Secret memos show Trump admin seriously weighed gutting key constitutional right: report
White House Deputy Chief of Staff Stephen Miller looks on as U.S. President Donald Trump hosts his first cabinet meeting at the White House in Washington, D.C., U.S., February 26, 2025. REUTERS/Brian Snyder

President Donald Trump engaged in “serious” discussions about suspending a key right enshrined in Article I of the Constitution in the early months of his second term, The New York Times revealed in a report published Monday, and to such an extent as to compel top White House officials to issue a “blinking red warning light.”

That constitutional right was habeas corpus, the legal mechanism ratified by the United States in 1788 by which individuals can challenge arbitrary detentions. The idea to suspend that right – at least, for undocumented migrants – came from White House Deputy Chief of Staff Stephen Miller, as was detailed in the forthcoming book viewed by the Times.

“When it came to suspending habeas corpus, one of the most powerful constitutional protections of individual rights, Mr. Miller was in effect encouraging something Mr. Trump had long dreamed of: bypassing judges in deportation cases,” the Times’ report reads.

“The president was interested. He asked advisers about Abraham Lincoln’s suspension of habeas rights during the Civil War. Mr. Miller directed the Justice Department to study the issue.”

As the discussions turned “serious,” the Times reported, White House Staff Secretary Will Scharf penned a memo for White House Chief of Staff Susie Wiles with the subject line: “The Writ of Habeas Corpus.”
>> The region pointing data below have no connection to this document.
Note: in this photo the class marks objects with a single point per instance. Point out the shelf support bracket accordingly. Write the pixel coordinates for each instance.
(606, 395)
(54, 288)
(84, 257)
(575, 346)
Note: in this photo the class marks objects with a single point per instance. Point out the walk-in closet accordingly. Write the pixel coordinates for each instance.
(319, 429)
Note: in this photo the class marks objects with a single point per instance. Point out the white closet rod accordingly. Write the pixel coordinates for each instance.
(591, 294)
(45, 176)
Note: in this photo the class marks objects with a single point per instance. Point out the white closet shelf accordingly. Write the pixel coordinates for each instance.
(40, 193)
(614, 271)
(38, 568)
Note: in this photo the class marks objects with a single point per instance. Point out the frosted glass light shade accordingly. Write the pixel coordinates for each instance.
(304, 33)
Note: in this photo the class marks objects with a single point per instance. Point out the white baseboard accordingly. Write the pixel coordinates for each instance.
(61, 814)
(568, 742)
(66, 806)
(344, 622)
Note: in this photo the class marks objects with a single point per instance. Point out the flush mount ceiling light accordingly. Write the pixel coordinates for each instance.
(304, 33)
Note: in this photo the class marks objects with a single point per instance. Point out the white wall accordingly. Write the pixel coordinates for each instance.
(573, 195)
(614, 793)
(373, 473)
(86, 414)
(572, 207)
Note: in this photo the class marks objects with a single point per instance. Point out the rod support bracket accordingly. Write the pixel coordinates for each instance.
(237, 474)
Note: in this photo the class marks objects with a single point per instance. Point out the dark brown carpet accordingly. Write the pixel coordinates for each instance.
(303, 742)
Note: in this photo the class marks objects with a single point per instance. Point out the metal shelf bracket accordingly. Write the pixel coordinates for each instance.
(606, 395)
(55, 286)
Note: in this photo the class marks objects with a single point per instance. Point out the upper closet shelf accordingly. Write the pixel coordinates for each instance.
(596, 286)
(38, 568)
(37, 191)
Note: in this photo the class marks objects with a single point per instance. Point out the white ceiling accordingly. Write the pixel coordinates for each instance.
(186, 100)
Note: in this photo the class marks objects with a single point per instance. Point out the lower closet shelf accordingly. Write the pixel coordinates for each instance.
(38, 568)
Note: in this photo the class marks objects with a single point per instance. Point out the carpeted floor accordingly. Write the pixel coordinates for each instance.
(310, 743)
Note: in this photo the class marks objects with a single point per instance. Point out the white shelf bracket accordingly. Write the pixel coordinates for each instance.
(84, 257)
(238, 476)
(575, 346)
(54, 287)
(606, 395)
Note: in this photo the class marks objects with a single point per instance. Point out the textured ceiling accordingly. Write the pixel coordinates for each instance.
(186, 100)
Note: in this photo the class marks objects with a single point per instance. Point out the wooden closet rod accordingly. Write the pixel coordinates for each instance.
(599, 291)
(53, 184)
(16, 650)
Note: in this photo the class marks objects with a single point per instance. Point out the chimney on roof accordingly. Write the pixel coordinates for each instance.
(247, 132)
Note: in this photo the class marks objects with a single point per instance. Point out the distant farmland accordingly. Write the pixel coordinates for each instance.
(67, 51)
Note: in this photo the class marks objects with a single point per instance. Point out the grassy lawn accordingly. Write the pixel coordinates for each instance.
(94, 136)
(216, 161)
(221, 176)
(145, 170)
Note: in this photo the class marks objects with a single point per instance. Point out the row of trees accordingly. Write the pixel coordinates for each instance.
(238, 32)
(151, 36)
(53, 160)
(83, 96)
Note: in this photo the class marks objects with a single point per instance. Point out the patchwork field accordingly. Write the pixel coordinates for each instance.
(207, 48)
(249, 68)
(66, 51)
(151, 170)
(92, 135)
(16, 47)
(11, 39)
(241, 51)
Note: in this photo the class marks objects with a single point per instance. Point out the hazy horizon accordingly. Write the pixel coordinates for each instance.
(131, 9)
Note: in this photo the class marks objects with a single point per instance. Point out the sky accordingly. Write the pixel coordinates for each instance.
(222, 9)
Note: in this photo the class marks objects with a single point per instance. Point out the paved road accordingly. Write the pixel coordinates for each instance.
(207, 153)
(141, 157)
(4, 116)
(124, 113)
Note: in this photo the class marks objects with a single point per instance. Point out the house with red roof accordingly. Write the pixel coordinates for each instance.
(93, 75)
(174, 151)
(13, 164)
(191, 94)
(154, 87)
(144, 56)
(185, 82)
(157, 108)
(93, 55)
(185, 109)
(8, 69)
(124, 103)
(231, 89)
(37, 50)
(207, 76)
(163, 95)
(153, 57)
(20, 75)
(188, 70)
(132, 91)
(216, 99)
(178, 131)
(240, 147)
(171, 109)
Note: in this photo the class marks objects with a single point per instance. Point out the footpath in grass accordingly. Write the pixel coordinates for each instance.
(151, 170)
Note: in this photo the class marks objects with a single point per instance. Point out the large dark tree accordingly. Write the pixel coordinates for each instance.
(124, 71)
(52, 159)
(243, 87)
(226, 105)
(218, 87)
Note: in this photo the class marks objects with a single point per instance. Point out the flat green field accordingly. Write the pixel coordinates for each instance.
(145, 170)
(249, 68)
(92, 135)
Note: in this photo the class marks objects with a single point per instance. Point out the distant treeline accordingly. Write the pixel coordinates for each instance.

“Dated April 29, 2025, and stamped ‘confidential,’ the memo was careful and lawyerly but amounted to a warning against end-running the rule of law,” The Times wrote, describing the “secret” memo.

“A senior administration official, speaking on background because the official was not authorized to discuss the matter publicly, said for this article that ‘senior staff’ had requested the memos, and that they were seen by relatively few people,” The Times’ report reads.

“But the documents reflected alarm among a small group of senior aides. They felt that Mr. Miller’s eagerness to test the limits of executive power – and to accuse other branches of encroaching on it, echoing a president who bristled at any constraint – risked steering the administration, and the country, in a dangerous direction.”